Augsburger Allgemeine (Ausgabe Stadt)
Florian und seine Dauerläufer
Hält der Bremer Aufwärtstrend auch bei der Borussia aus Dortmund an?
In Bremen kennt man sich mit brenzligen Situationen aus. Sturmfluten stellen eine stete Gefahr für die Hansestadt dar. Die Deutsche Gesellschaft zur Rettung Schiffsbrüchiger hat hier ihren Sitz. Und die Leibspeise vieler Norddeutscher ist Kohl und Pinkel, eine kulinarische Derbheit, die man auch erst einmal vertragen muss. Vielleicht liegt es ja daran, dass der örtliche Bundesligist aktuell eine ganz gute Figur abgibt bei dem Versuch, sich aus einer ausgesprochen misslichen Lage zu befreien. Entwarnung kann an der Weser allerdings noch längst nicht gegeben werden.
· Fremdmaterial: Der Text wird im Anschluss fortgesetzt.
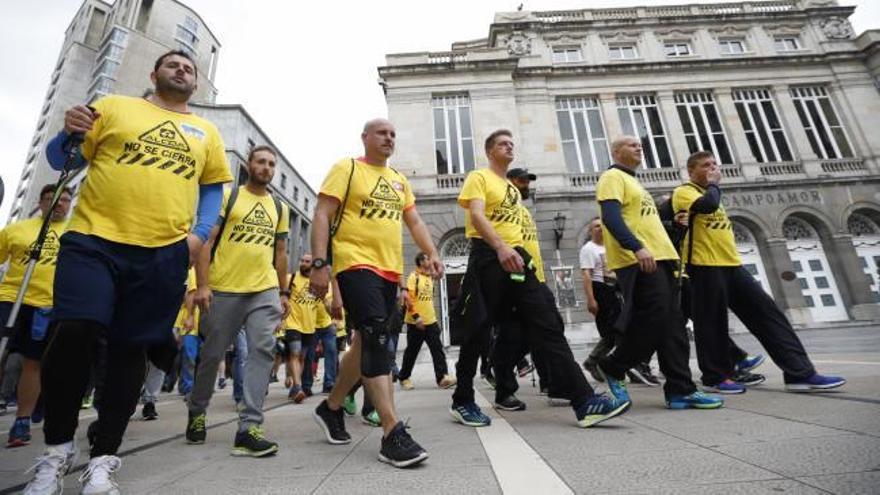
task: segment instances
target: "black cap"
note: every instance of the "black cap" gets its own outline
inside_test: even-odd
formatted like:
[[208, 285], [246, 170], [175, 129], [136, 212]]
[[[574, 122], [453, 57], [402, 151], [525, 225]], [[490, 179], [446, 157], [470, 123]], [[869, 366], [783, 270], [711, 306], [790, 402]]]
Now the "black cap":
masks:
[[530, 174], [529, 169], [527, 168], [512, 168], [507, 171], [507, 178], [536, 180], [538, 176], [535, 174]]

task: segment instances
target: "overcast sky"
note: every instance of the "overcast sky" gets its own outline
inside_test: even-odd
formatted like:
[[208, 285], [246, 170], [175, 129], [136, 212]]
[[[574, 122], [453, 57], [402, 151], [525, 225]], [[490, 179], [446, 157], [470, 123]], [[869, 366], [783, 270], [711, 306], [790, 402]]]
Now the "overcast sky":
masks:
[[[78, 0], [4, 2], [0, 30], [0, 171], [12, 195]], [[385, 54], [448, 50], [485, 37], [520, 0], [184, 0], [220, 39], [218, 103], [241, 103], [317, 189], [327, 167], [361, 152], [364, 121], [385, 116], [376, 68]], [[524, 10], [668, 5], [670, 0], [531, 0]], [[710, 3], [710, 2], [702, 2]], [[711, 2], [719, 3], [719, 2]], [[856, 5], [857, 33], [880, 27], [880, 0]], [[144, 74], [144, 81], [148, 79]]]

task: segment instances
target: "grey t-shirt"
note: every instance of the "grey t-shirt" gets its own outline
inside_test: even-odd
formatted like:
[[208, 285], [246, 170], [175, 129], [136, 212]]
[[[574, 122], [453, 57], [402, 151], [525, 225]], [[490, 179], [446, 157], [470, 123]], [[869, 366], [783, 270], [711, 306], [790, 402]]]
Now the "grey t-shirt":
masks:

Aber wenn eine Mannschaft es schafft, in den ersten elf Spielen mickrige fünf Punkte zu sammeln, und in den folgenden drei Partien dank der ersten beiden Saisonsiege sechs Punkte einzuheimsen, dann kann man schon von einem Aufwärtstrend sprechen. Ein erstes Lebenszeichen gab es am 12. Spieltag, als Bremen im Nordduell Hannover 96 vor heimischen Publikum mit 4:0 abfertigte. Die Grün-weißen lieferten einen starken Auftritt ab und erzielten dank des Treffers von Fin Bartels und des Hattricks von Max Kruse in dieser einen Partie so viele Tore wie in allen elf Begegnungen zuvor. Damit war die gruselige Serie von saisonübergreifend 14 sieglosen Spielen endlich beendet. Bei seiner Heimpremiere gelang dem neuen Trainer Florian Kohfeldt gleich die Trendwende. Punkte gegen Stuttgart In der folgenden Partie holte Werder bei den starken Leipzigern keine Punkte, doch am vergangenen Wochenende, als man den VFB Stuttgart empfing, lief es schon wieder deutlich besser: Gegen die
Schwaben gelang Max Kruse direkt vor der Pause der goldenen Treffer zum 1:0-Sieg. Ein Tor, das nicht hätte zählen dürfen, denn der vorausgegangene Freistoß war keiner. Bartels war lediglich ins Straucheln gekommen. Gründe für die jüngsten Erfolge gibt es einige. Die Mannschaft bringt derzeit überragende Laufleistungen auf den Platz, gegen Stuttgart legten die Profis mit über 125 Kilometern die ligaweit zweitweiteste Strecke der bisherigen Spielzeit zurück. Offensichtlich eine Maßgabe von Kohfeldt, seit seiner Amtsübernahme rennen die Bremer durchschnittlich fast sechs Kilometer mehr also zuvor. Der 35-Jährige weiß allerdings: „Die physischen Grundlagen dafür wurden natürlich schon im Sommer gelegt“, lobt er seinen Vorgänger Alexander Nouri. Mehr laufen müssen die Spieler schon aufgrund einer grundlegenden taktischen Veränderung: Sie sind angewiesen, höher zu verteidigen, das bedeutet beispielsweise für die Außenverteidiger längere Wege. Ein weiterer Grund ist, dass die Offensivkräfte Bartels und Kruse wie schon früher bei St. Pauli und zuletzt bei Werder in der Rückrunde wieder harmonieren. Vier der letzten fünf Treffer waren eine Gemeinschaftsproduktion. In der Tabelle haben sich die Siege bisher nicht bemerkbar gemacht: Noch immer liegen die Norddeutschen auf dem 17. Platz. Doch die Abstände auf die Vereine, die vor Werder liegen, wurden kleiner. Freiburg auf dem Relegationsrang ist nur noch einen Punkt entfernt, der HSV hat aktuell drei Zähler mehr. Ob sich daran an diesem Spieltag etwas ändert? Immerhin muss Bremen zur Borussia nach Dortmund. Und dort werden die Punkte auch dringend benötigt.